Ему надоело быть щуплым и слабым. Гибким, умничающим, увертливым — все это было ему уже неинтересно. Дожив до двадцати девяти, Вилл захотел вырасти. Захотел перемещаться в пространстве с уверенной легкостью, с властностью. Хватит уже дергаться и приплясывать, словно нервный мальчишка. Хватит шутки шутить. Пора обратиться в человека, которого стоит побаиваться, который не желает оправдываться ни в чем.

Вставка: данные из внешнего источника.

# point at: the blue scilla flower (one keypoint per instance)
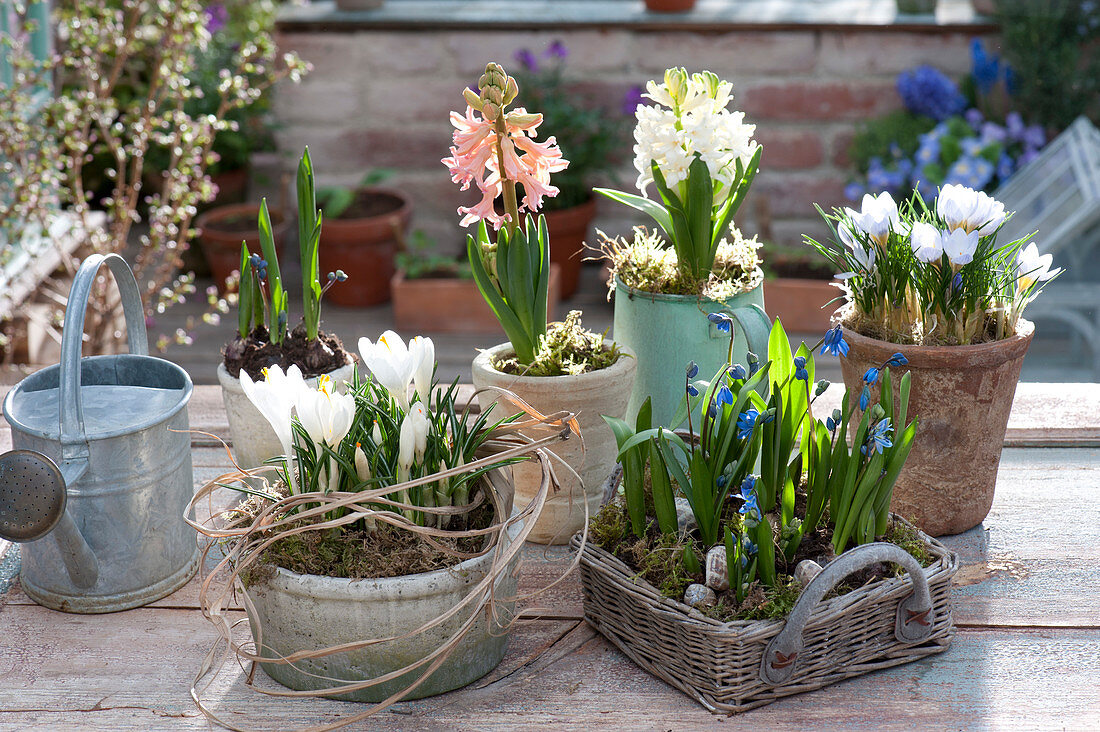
(721, 319)
(747, 487)
(985, 68)
(746, 422)
(878, 438)
(834, 342)
(928, 91)
(750, 507)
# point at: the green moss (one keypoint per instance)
(565, 349)
(649, 263)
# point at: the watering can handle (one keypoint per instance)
(74, 439)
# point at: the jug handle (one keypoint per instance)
(73, 435)
(756, 325)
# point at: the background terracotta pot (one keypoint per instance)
(452, 304)
(963, 395)
(801, 304)
(223, 228)
(569, 228)
(364, 248)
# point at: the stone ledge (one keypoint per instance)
(708, 15)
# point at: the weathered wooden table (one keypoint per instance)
(1026, 654)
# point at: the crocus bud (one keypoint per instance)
(362, 465)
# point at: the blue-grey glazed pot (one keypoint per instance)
(668, 331)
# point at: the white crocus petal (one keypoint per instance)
(424, 350)
(392, 364)
(959, 246)
(926, 242)
(954, 205)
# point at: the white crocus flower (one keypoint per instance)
(877, 217)
(392, 363)
(326, 415)
(424, 350)
(926, 242)
(959, 246)
(1033, 268)
(275, 399)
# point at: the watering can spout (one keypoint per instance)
(33, 494)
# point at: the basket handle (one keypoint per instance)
(914, 620)
(73, 435)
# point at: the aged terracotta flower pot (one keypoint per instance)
(592, 456)
(961, 395)
(363, 243)
(569, 227)
(801, 304)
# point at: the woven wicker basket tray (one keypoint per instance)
(733, 667)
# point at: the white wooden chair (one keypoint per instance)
(1058, 195)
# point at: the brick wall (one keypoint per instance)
(381, 99)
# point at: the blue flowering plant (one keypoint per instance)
(933, 274)
(947, 134)
(758, 471)
(263, 301)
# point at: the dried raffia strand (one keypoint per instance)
(246, 544)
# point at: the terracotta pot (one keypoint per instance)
(569, 228)
(961, 395)
(364, 249)
(452, 304)
(223, 228)
(801, 304)
(669, 6)
(587, 395)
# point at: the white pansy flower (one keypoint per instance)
(926, 242)
(877, 217)
(959, 246)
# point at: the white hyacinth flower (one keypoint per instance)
(959, 246)
(926, 241)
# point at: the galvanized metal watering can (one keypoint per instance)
(101, 472)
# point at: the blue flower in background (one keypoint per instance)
(985, 68)
(928, 91)
(834, 342)
(722, 320)
(527, 59)
(746, 422)
(557, 50)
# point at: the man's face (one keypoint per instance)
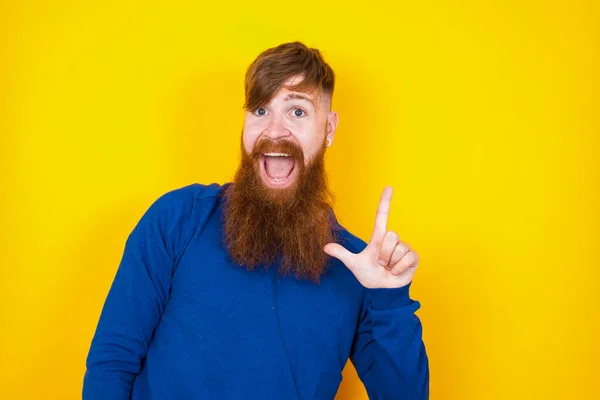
(302, 119)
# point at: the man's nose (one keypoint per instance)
(276, 129)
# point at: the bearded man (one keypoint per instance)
(252, 289)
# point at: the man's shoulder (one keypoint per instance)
(193, 191)
(183, 202)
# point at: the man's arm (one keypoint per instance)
(388, 351)
(135, 302)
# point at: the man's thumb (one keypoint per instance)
(339, 252)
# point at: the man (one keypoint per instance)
(252, 290)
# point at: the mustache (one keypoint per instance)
(277, 146)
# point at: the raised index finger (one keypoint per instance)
(383, 210)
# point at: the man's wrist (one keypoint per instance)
(385, 299)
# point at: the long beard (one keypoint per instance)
(291, 225)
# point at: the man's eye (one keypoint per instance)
(298, 112)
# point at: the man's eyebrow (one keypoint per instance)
(299, 96)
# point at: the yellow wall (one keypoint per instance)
(484, 118)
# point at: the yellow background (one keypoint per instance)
(483, 116)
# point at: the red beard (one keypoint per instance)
(290, 225)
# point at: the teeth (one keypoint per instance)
(276, 155)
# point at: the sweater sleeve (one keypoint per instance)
(136, 300)
(388, 351)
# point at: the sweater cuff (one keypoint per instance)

И он начал посещать находившийся на окраине города спортивный зал. Посещать исправно, одолевая холодный, смятенный стыд. Он стыдился своего тела, тела расставшегося с молодостью мальчишки, и стыдился желания приукрасить его. Куда легче быть циничным, демонстративно хилым. Куда легче сидеть в барах и отпускать шуточки. Теперь он признал это — признал в себе тщеславие такого рода. Теперь он жаждал того, чего жаждут глупцы, разделил их веру в телесную крепость. И потому, подрагивая от смущения, продолжал потеть в спортивном зале. Приезжал туда после школы и делал что положено. Выбранный им зал находился в Мэлдене, в едва сводившем концы с концами торговом центре, вдали от привычных орбит мира, в котором он жил. Здесь обливались на велотренажерах потом стареющие мужчины. Сюда приходили компании мускулистых подростков с уже вышедшими из моды прическами, поднимавших немыслимые тяжести и подбадривавших друг друга громким сквернословием. Эти мальчишки вполне могли приходиться братьями его давнему другу Биффу — громогласно самоуверенные, влюбленные в собственную пригожесть и готовые прикончить любого мужчину, который попытается разделить с ними эту любовь. Вилл держался особняком. Он презирал их и против воли своей любовался ими, бросая на юнцов взгляды поверх коврового покрытия с разбросанными по нему гантелями и тренажерами.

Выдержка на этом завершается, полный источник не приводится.